Emotional Oranges - The Juice Vol. 3 - The frustrating thing with this duo at this point is that they still make terrific liquid, organic, guitar-backed R&B with an increasingly diverse palette outside of some questionably mixed percussion, but have also set the bar so high with the first EP that it's hard not to wish for more. Once again the internal narrative isn't self-contained - they’ve admitted it’s more autobiographical around the male singer’s life - but the buried, complicated subtext created by our duo feels sensual and implies more interesting emotive melodrama in the lean writing, and the chemistry is still top notch. That said, their approach and writing feels a little less novel and it absolutely feels like they've gotten as much out of The Juice series as they can, so… yeah, this is absolutely my favourite flavour of R&B, they should have had a Tiktok hit years ago, it’s great stuff!

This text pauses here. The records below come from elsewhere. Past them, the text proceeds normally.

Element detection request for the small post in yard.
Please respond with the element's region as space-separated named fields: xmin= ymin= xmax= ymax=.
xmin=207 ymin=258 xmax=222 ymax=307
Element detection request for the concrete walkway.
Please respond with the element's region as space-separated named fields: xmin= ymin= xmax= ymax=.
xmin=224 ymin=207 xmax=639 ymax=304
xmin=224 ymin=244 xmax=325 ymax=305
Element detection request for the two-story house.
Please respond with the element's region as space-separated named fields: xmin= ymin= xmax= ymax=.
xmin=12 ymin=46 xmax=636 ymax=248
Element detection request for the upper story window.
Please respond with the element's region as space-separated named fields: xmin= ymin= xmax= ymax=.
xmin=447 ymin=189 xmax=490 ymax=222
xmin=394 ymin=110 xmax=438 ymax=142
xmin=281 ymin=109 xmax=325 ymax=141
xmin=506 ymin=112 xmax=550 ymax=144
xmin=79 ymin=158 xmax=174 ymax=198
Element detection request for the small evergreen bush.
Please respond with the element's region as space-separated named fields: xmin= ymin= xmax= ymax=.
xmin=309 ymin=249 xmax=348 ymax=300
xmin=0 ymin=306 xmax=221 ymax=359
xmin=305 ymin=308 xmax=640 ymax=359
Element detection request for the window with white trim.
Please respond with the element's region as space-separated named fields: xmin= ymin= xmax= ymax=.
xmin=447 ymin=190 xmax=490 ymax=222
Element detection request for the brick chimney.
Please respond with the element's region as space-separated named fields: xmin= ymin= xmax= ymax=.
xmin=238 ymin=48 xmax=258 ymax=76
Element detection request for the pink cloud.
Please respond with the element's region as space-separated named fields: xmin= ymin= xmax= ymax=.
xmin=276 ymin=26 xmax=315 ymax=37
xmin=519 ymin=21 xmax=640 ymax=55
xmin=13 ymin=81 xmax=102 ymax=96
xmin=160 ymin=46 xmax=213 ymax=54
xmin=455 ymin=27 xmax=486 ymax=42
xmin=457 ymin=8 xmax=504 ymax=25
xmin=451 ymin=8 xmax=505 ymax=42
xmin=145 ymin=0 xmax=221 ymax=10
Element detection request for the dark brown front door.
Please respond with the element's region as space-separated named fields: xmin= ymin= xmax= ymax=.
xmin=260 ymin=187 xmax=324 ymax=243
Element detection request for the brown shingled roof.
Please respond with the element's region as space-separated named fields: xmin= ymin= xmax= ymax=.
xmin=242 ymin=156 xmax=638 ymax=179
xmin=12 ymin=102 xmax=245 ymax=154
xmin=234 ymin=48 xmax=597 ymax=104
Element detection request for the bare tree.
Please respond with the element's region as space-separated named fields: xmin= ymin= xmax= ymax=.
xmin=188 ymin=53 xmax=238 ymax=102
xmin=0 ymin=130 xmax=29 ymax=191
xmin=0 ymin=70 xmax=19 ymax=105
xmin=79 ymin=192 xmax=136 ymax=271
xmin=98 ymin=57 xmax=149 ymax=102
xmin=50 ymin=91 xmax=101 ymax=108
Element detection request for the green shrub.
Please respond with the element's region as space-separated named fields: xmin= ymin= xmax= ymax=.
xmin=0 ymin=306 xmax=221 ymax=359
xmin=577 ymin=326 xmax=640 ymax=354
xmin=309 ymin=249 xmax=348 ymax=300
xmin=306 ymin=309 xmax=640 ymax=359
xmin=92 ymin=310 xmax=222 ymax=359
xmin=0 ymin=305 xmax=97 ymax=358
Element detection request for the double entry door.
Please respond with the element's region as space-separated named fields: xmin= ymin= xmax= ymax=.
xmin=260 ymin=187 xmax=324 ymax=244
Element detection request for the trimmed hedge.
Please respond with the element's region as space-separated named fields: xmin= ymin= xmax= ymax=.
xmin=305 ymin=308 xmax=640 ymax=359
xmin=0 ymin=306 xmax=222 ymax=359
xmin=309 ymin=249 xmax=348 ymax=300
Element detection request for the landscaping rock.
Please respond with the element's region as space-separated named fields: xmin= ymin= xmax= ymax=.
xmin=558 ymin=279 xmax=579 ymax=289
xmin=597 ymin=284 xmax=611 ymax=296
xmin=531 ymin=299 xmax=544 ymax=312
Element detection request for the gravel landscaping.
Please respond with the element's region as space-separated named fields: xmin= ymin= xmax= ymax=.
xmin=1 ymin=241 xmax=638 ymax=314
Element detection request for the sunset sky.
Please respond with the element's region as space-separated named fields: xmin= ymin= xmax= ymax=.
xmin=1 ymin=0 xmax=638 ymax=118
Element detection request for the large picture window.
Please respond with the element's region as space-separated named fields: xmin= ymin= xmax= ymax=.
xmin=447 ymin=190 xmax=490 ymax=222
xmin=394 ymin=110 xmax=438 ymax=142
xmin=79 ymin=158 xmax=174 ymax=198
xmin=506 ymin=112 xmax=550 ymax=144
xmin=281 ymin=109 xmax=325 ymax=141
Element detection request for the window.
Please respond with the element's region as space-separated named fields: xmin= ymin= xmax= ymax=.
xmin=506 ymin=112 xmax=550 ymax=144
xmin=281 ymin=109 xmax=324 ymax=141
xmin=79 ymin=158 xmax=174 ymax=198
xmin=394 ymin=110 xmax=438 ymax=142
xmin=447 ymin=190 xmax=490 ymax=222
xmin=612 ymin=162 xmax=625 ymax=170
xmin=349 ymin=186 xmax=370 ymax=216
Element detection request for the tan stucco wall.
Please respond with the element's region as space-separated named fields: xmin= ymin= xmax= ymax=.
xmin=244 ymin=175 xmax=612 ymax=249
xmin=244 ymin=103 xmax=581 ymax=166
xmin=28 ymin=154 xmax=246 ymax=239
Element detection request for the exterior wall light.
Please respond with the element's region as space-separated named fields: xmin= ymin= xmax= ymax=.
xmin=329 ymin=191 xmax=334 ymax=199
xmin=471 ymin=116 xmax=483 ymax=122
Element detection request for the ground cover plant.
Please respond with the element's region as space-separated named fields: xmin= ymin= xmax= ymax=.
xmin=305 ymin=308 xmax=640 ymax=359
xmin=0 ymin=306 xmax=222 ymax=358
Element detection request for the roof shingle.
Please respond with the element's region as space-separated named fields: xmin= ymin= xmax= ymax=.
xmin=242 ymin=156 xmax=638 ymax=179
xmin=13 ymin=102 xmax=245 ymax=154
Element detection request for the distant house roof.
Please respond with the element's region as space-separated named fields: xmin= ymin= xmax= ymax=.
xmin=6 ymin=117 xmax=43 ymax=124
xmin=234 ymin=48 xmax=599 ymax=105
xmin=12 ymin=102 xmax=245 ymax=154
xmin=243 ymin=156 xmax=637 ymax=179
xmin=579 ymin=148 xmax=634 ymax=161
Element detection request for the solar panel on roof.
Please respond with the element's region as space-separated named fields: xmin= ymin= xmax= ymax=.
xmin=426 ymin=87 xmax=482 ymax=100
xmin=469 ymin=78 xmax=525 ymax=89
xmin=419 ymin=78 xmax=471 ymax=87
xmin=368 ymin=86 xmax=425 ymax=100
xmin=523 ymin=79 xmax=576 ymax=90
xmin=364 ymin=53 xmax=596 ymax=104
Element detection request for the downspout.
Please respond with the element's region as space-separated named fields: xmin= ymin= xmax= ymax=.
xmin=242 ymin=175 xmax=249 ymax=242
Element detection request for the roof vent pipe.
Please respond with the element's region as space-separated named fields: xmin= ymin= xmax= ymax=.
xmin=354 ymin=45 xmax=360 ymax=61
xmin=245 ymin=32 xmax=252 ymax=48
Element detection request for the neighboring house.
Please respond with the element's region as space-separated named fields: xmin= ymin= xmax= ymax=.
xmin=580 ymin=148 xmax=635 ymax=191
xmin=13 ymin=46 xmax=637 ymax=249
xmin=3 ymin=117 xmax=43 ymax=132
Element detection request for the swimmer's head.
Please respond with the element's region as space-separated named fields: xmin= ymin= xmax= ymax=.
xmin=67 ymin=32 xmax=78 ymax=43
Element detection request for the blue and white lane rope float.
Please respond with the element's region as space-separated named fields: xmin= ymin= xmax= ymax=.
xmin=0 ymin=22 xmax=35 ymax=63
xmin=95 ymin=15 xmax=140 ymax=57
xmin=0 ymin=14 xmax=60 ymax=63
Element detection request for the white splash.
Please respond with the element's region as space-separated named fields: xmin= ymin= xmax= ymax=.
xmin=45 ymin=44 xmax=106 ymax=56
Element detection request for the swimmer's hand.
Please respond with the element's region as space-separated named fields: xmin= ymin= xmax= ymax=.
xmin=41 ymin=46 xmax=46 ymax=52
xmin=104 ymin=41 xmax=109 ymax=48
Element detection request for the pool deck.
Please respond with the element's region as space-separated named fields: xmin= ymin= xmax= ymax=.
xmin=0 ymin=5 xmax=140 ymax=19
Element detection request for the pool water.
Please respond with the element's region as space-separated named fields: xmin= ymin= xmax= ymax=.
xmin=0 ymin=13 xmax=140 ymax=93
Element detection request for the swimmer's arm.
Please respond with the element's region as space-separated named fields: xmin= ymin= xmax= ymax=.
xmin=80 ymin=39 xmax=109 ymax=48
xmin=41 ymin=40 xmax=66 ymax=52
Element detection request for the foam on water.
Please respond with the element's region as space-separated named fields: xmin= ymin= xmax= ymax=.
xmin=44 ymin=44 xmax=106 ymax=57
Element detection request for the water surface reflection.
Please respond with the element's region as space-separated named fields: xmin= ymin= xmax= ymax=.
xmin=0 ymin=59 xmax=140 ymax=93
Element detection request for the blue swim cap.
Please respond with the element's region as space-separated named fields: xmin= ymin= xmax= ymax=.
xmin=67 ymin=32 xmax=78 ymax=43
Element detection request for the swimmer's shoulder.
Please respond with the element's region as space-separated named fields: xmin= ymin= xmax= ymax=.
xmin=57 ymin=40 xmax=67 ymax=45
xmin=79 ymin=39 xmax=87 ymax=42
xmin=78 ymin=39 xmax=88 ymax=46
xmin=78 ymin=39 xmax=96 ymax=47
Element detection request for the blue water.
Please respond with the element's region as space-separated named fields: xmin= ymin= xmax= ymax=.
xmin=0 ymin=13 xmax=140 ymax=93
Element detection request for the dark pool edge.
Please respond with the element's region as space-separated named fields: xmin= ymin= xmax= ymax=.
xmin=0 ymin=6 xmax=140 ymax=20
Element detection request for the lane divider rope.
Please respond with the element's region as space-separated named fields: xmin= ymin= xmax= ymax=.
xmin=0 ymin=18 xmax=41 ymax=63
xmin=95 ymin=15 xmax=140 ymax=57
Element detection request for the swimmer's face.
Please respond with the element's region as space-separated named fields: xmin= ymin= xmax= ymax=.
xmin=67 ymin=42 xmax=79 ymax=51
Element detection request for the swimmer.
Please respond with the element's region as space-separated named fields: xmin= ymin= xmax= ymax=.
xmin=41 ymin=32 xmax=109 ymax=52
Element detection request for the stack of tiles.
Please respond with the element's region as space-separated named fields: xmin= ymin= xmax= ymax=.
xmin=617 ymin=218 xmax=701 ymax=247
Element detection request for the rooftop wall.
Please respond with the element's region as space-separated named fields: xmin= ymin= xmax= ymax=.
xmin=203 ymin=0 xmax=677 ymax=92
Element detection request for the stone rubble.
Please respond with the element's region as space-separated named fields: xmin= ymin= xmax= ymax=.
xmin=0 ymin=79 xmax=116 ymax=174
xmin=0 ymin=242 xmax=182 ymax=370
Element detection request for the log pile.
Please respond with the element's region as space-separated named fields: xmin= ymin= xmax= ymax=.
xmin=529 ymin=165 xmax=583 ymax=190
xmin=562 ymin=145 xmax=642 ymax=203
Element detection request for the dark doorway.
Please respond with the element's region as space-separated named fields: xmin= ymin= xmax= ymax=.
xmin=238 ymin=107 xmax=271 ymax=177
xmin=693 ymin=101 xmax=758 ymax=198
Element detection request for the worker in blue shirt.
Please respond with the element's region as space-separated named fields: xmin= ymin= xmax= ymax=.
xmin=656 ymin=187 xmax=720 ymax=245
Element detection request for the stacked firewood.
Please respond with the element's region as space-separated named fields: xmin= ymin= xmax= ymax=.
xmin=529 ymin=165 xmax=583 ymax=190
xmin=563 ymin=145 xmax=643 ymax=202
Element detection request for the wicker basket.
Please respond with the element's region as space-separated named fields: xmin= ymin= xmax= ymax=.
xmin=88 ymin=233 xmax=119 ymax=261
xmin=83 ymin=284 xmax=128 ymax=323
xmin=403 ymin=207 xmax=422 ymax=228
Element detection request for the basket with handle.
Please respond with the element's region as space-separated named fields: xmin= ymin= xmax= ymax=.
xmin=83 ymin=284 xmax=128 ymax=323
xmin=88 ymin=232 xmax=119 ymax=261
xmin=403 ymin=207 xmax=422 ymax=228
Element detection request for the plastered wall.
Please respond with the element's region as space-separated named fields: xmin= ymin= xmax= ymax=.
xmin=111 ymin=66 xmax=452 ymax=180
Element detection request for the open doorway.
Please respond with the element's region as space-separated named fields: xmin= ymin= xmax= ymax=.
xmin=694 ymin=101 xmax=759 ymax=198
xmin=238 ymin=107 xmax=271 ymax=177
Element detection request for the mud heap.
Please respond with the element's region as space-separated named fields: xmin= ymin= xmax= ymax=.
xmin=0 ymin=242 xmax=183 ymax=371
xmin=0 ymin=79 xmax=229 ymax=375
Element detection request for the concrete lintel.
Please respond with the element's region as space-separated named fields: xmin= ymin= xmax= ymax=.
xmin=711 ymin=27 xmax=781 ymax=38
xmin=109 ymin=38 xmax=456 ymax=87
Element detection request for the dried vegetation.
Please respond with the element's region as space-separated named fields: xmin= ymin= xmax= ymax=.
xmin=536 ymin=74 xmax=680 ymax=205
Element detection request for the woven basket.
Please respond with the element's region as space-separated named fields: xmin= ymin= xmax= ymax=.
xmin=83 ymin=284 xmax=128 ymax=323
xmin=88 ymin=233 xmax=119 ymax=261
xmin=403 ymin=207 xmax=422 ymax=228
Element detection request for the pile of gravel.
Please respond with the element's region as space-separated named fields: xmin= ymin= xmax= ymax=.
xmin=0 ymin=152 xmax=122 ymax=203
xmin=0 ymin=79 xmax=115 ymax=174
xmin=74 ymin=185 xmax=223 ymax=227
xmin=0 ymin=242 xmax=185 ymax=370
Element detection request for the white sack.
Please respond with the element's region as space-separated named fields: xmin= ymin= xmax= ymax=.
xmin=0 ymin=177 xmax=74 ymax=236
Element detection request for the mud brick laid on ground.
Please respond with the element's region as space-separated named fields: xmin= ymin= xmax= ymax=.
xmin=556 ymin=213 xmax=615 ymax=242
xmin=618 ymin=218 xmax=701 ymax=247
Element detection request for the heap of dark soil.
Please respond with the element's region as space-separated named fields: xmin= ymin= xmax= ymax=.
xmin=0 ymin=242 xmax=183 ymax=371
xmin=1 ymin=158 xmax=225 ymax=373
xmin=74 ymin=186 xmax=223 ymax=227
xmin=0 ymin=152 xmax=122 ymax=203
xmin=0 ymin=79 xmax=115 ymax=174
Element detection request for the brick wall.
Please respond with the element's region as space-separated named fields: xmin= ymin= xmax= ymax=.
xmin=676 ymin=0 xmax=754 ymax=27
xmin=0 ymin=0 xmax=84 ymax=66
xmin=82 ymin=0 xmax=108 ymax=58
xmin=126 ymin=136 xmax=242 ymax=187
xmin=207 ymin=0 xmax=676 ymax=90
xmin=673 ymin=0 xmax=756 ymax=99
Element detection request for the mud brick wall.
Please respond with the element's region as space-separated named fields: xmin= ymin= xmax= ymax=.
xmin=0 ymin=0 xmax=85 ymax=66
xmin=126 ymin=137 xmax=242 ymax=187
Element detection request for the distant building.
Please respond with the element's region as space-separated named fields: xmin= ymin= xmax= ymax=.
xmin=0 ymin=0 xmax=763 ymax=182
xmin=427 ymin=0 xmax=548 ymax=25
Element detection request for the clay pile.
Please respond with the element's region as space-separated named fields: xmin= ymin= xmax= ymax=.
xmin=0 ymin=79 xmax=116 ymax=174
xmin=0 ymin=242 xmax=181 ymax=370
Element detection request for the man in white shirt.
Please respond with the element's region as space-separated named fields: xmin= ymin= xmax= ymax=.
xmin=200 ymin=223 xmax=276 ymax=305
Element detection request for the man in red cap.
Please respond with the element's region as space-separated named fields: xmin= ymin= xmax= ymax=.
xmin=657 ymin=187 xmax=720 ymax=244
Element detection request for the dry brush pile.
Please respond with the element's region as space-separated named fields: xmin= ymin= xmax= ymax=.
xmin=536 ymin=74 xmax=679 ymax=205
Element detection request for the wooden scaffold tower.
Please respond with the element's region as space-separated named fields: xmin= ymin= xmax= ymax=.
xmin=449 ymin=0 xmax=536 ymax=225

RM - Indigo - I’m gonna say it: the more I’ve heard the solo projects of BTS members, the more I’m annoyed with the obvious and bland English market pop crossovers - they’ve always had broader influences than they utilize, and when one of their rappers RM put out a project with features including Erykah Badu and Anderson .Paak, I wanted to hear it! And… well, it’s a loosely constructed, breezy bit of pop rap where you can tell corners were cut in production and the guests are more here for the cosign than delivering top material - not bad, as expected the pop song construction is rock solid, especially if you like chill acoustic j-pop influences and lightweight crossover hip-hop, but it’s not like alienation between fame, humanity and authentic artistry is that fresh, especially as RM’s perspective is mature but not exactly deep. Overall a very easy, generally likable listen… just measure your expectations.